Usai pengajian terlihat serombongan datang dan langsung masuk kedalam rumah diterima orang tua alm. Rombongan itu adalah pelatih dan angkatan paskibraka. Selama 2 jam mereka berbincang di dalam, dan kami diminta menunggu, secara bergantian.
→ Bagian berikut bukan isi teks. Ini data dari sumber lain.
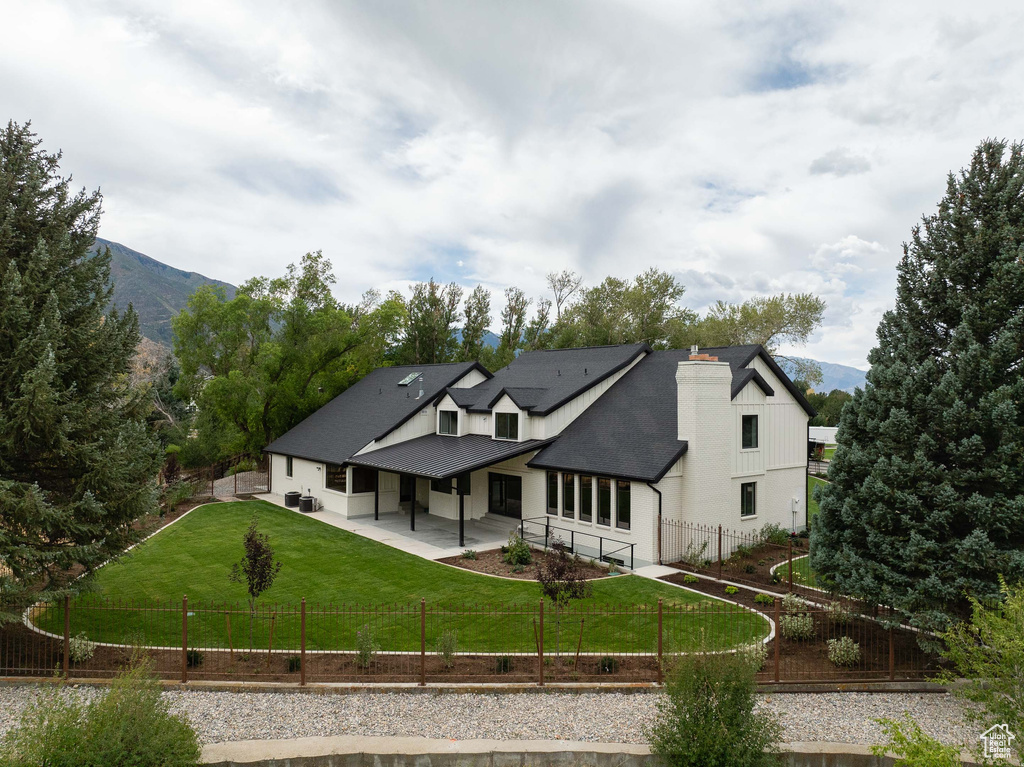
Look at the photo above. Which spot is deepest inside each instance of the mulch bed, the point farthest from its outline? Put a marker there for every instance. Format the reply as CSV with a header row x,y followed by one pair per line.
x,y
492,563
807,659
Kami pun ditemani kakak tertua dari ibu alm, yang ternyata seorang lawyer di Jogja.
Usai bertemu rombongan tersebut, pk. 22.30 orang tua menghampiri kami (saya, Jasra Putra Komisioner KPAI, Farid Ari Fandi reporter KBAI, dan German dari BPJS Wacth) mendengarkan langsung dari bapak Faried dan Ibu Sri tentang alm dan aktivitasnya semasa hidup.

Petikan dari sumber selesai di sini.